Firebaseはモバイルアプリの開発に必要な機能を数多く提供しています。そしてGoogle I/O 2024で新しく発表された機能がFirebase Data Connectになります。

この記事ではFirebase Data Connectの概要と、どのような機能が提供されているのかを紹介します。

Firebaseとは?

まず、Firebaseについて簡単に説明しましょう。Firebaseは、Googleが提供するモバイルアプリ開発のためのプラットフォームです。アプリの作成や運用に必要な様々な機能(ユーザー認証、データベース、ホスティングなど)を簡単に使えるようにしてくれます。多くの開発者がこのプラットフォームを利用して、効率的にアプリを開発しています。

Firebase Data Connectとは

Firebase Data Connectは、このFirebaseの新機能です。

公式ドキュメントによると、これは「モバイルおよびウェブアプリ向けの関係データベースサービスで、Cloud SQL for PostgreSQLを使用した完全管理型のPostgreSQLデータベースを利用してアプリケーションの構築とスケーリングを可能にする」ものです。

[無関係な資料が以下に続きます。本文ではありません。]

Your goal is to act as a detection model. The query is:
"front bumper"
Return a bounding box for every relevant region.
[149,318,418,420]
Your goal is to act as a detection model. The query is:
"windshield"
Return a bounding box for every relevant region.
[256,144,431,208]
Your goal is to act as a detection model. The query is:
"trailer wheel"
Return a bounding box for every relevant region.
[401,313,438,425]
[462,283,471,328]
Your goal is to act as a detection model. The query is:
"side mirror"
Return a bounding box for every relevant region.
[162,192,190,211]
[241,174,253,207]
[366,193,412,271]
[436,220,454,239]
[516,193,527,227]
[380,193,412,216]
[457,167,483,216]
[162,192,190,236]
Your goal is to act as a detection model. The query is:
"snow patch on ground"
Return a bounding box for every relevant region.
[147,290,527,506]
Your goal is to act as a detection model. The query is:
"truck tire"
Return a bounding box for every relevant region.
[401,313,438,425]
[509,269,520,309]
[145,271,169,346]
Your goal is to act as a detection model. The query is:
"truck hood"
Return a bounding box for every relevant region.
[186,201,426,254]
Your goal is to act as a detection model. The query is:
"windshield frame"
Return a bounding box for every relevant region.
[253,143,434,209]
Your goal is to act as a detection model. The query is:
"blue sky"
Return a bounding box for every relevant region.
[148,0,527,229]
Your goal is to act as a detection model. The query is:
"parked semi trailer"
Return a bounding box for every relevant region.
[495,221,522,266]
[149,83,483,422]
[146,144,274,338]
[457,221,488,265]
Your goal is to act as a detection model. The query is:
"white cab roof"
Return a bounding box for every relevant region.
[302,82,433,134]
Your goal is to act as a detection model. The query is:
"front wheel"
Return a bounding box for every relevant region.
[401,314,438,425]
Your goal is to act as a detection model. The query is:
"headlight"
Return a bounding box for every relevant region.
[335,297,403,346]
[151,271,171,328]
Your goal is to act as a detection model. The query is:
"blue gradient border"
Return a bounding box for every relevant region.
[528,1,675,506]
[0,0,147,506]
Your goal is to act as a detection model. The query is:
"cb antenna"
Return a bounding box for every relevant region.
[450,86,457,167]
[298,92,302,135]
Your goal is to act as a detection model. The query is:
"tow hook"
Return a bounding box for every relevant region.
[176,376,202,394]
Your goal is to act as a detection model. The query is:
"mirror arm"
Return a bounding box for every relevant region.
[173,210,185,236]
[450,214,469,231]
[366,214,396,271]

  • PostgreSQL: 信頼性が高く、多くの機能を持つオープンソースのデータベース管理システムです。多くの企業や開発者に愛用されています。
  • Cloud SQL for PostgreSQL: GoogleのクラウドプラットフォームであるGoogle Cloud Platform(GCP)で提供されているPostgreSQLのマネージドサービスです。つまり、データベースの管理や運用の多くの部分をGoogleが代行してくれるため、開発者は本来のアプリ開発に集中できます。

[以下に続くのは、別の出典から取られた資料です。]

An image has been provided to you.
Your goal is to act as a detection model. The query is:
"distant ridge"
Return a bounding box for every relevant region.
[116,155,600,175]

Firebase Data Connectは、このCloud SQL for PostgreSQLをFirebaseから簡単に使えるようにする橋渡し的な機能と言えます。

Firebase Data Connectを使うと、モバイルアプリから直接PostgreSQLに接続するわけではありません。その代わり、Firebaseが提供するGraphQLインターフェース(これがFirebase Data Connectです)を通して利用します。

GraphQLは、APIのためのクエリ言語で、必要なデータだけを効率的に取得できる優れた仕組みです。これにより、データベースとのやり取りがより簡単で効率的になります。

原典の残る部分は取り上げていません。